Julie Phillips ’86
The Baby on the Fire Escape: Creativity, Motherhood, and the Mind-Baby Problem
W. W. Norton & Company, Inc.
What does a great artist who is also a mother look like? With The Baby on the Fire Escape, Phillips evokes the intimate and varied struggles of brilliant artists and writers of the 20th century who traversed the shifting terrain where motherhood and creativity converge, including Ursula K. Le Guin, Audre Lorde, Susan Sontag, Angela Carter, Doris Lessing, and Alice Neel — whose in-laws falsely claimed that she once, to finish a painting, left her baby on the fire escape of her New York apartment. This volume is a thoughtful, well-researched meditation on our enduring cultural conversation about maternal identity and artistic greatness.
Curtis R. Trimble ’96
Touch’s Usual
Archway Publishing
David Barnett’s 1977 shooting death outside Cooper, Ky., has haunted the small town’s former star athlete, Sheriff Tanner “Touch” Thomas, for decades. When Touch accidentally knocks the case file off his desk, handwritten notes spill out that propel him to revisit the cold case. As Touch begins to unravel the tangled web of details around Barnett’s shooting, his discoveries place him in extreme danger.
Maiah Jaskoski ’99
The Politics of Extraction: Territorial Rights, Participatory Institutions, and Conflict in Latin America
Oxford University Press
The Politics of Extraction demonstrates how communities employ participatory institutions creatively to hold up, alter, or benefit from extractive projects, though the institutions formally do not grant them such powers. Drawing on her field research, Jaskoski analyzes 30 major hydrocarbon and mining conflicts in Bolivia, Colombia, and Peru during the 2000–2010, a period of dramatic expansion in resource extraction and associated social conflict.
Kaysha Corinealdi ’02
Panama in Black: Afro-Caribbean World Making in the Twentieth Century
Duke University Press
Panama in Black tells the story of Afro-Caribbean Panamanian claims of belonging that challenged dominant notions of citizenship as well as U.S. empire. Kaysha Corinealdi offers a conceptually rich and finely researched study that demonstrates how activists, intellectuals, politicians, and workers confronted the Panamanian state as well as the U.S. racial regime in the Canal Zone and Jim Crow-era Brooklyn as they pursued a project of African diasporic world-making.

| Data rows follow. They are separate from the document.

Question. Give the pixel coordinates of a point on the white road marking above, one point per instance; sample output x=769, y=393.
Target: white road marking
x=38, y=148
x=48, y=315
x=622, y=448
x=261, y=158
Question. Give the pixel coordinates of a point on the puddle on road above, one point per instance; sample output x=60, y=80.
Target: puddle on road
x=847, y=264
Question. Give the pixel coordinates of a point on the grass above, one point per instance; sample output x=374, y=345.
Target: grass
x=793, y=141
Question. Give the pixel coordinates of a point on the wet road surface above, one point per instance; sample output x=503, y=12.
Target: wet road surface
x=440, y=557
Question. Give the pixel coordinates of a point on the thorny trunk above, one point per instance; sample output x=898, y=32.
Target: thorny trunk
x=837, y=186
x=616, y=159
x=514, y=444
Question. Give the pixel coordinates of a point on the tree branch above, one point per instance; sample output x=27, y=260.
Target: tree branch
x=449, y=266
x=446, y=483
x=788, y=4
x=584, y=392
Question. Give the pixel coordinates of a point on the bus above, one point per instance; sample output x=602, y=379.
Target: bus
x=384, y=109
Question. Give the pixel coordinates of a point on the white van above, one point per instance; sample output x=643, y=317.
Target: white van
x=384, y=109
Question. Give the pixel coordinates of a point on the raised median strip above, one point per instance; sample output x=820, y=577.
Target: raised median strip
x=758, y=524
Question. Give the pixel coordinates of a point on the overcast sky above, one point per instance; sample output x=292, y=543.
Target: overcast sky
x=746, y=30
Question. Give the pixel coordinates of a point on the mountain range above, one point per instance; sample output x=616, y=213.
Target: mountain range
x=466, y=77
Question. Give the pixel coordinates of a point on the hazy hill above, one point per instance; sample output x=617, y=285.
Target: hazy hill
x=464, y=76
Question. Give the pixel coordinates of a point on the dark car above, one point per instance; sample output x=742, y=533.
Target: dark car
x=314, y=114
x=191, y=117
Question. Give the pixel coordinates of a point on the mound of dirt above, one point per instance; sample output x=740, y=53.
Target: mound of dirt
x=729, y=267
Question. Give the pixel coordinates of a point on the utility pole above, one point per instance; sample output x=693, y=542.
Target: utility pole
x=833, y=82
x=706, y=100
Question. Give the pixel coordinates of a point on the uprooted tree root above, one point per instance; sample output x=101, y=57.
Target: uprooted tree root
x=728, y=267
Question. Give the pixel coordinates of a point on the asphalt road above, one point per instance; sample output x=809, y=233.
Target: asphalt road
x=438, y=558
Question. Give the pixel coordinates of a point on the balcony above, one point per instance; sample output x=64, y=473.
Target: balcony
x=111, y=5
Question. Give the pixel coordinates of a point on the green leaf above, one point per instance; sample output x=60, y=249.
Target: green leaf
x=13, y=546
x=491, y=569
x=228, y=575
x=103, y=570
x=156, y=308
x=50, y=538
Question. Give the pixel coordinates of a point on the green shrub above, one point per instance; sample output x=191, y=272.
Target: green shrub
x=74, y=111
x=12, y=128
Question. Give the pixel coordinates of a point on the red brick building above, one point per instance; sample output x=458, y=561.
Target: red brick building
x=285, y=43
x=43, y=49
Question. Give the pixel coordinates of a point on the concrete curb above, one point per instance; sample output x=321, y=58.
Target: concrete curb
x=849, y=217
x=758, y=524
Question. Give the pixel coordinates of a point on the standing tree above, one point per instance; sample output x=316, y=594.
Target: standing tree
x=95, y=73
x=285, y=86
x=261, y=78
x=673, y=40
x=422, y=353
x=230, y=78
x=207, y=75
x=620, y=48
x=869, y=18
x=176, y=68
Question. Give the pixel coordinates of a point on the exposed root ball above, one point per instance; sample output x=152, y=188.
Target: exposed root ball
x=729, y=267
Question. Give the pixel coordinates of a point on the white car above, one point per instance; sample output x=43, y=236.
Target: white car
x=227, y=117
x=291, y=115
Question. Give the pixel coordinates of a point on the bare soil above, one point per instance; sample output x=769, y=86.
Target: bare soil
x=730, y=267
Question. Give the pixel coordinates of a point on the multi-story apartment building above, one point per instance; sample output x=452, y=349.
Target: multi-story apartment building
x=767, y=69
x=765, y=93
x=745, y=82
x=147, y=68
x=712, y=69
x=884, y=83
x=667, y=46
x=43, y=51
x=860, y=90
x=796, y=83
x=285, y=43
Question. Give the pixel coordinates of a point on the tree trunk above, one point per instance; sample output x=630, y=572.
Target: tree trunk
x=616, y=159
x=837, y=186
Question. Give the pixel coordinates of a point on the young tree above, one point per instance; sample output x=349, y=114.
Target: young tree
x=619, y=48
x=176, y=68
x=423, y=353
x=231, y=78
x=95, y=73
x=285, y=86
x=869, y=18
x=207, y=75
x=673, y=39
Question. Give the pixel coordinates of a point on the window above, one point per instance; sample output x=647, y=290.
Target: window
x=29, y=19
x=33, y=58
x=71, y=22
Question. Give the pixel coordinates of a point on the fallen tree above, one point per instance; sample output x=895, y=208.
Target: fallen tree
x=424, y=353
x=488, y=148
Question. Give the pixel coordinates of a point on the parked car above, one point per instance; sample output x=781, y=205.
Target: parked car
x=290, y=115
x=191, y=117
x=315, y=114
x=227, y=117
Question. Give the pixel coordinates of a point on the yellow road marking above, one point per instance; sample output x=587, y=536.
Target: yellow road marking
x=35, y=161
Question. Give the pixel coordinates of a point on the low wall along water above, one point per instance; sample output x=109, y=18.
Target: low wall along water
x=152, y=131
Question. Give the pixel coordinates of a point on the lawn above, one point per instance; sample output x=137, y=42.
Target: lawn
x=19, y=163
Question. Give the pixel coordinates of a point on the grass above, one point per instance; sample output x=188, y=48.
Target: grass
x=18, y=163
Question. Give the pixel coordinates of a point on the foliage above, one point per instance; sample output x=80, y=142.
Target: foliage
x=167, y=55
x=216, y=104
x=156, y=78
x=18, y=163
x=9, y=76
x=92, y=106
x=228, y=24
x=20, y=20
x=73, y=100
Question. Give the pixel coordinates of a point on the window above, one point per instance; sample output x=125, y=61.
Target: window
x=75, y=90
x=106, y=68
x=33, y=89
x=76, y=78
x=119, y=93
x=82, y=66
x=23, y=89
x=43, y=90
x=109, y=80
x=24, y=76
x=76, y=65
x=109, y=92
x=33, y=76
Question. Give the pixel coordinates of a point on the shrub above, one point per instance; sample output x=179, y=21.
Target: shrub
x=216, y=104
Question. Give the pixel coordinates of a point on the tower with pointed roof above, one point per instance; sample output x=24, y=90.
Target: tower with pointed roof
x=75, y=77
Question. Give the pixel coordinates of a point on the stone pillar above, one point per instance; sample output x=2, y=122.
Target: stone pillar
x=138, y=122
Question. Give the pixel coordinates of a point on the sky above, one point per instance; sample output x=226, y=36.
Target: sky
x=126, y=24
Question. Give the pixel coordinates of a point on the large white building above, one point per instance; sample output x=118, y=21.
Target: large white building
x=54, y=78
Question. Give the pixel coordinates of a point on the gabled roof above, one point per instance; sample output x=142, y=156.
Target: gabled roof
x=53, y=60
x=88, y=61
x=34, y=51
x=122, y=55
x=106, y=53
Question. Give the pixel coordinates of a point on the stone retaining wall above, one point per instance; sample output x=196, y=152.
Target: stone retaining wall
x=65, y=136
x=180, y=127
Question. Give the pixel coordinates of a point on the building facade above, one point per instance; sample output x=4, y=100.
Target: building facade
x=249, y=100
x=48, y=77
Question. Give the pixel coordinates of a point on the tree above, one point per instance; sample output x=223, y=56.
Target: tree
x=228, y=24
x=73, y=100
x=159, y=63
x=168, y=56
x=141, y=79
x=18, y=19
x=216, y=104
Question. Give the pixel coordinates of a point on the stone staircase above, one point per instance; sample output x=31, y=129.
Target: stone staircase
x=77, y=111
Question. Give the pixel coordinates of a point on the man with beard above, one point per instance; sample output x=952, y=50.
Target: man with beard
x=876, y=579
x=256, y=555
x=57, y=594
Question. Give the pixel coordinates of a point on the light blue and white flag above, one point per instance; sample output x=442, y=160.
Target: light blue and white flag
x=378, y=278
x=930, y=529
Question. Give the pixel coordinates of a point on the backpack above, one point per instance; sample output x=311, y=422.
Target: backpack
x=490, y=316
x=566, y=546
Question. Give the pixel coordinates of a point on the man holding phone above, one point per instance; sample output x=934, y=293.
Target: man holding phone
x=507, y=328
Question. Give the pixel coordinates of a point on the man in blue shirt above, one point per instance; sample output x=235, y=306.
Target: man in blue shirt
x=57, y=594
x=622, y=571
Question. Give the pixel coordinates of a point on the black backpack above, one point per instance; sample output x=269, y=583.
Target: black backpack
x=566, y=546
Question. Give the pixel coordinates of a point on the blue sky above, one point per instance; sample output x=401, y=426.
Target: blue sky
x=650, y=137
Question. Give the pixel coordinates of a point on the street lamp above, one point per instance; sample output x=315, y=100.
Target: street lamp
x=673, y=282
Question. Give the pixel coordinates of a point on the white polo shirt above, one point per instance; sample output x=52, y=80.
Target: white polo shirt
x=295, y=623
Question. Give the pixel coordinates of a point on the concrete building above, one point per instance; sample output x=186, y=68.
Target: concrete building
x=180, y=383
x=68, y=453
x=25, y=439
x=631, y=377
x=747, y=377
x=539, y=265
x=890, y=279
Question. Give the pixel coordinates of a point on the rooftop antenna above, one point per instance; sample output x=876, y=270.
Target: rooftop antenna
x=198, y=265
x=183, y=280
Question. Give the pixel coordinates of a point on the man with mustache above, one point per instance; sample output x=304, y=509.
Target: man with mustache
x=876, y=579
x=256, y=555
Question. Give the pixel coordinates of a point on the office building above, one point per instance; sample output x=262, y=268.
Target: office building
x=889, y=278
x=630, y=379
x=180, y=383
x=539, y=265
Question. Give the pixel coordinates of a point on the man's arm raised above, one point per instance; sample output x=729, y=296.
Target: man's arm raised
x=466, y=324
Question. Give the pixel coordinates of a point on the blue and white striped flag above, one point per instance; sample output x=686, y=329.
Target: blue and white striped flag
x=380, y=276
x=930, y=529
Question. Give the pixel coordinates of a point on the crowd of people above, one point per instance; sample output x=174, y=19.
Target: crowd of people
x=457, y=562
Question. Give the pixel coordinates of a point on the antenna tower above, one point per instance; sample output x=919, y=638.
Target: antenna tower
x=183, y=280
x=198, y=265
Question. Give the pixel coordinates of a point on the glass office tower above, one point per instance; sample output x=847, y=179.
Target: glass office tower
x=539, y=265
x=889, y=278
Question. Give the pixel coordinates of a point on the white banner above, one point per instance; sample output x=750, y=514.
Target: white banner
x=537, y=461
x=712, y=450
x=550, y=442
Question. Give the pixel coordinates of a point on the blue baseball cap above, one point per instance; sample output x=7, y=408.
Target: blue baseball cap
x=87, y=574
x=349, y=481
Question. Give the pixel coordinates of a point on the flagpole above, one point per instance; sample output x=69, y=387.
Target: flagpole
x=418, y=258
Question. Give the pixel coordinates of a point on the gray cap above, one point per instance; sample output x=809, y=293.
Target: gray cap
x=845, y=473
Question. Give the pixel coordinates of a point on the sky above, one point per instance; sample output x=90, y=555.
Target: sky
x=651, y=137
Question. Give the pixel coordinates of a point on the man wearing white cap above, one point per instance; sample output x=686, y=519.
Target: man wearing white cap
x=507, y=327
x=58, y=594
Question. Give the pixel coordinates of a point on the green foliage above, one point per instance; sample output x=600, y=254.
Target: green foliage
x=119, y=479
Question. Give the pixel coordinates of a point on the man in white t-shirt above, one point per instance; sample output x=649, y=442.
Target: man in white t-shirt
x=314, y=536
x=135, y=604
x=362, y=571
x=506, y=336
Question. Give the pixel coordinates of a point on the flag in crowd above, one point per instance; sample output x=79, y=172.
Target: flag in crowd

Jeremy Schifeling ’03 and Omar Garriott
Linked: Conquer LinkedIn. Get Your Dream Job. Own Your Future.
Workman Publishing
Linked is the LinkedIn insider’s guide to how the new job search really works — and how to make it work for you. Written by two former employees, this definitive guide demystifies the website, giving readers strategies to win the modern job-search game.
Peter Wirzbicki ’04
Fighting for the Higher Law: Black and White Transcendentalists Against Slavery
University of Pennsylvania Press
This historical dissection centers on how the radical struggle against American slavery was fueled by a political philosophy created by the intersection of antislavery activists, such as William C. Nell, Thomas Sidney, and Charlotte Forten, with Transcendentalist intellectuals, including Ralph Waldo Emerson and Henry David Thoreau. This new political philosophy — marked by moral enthusiasms, democratic idealism, and a vision of the self that could judge political questions from “higher” standards of morality and reason — would later influence labor, feminist, civil rights, and environmental activism.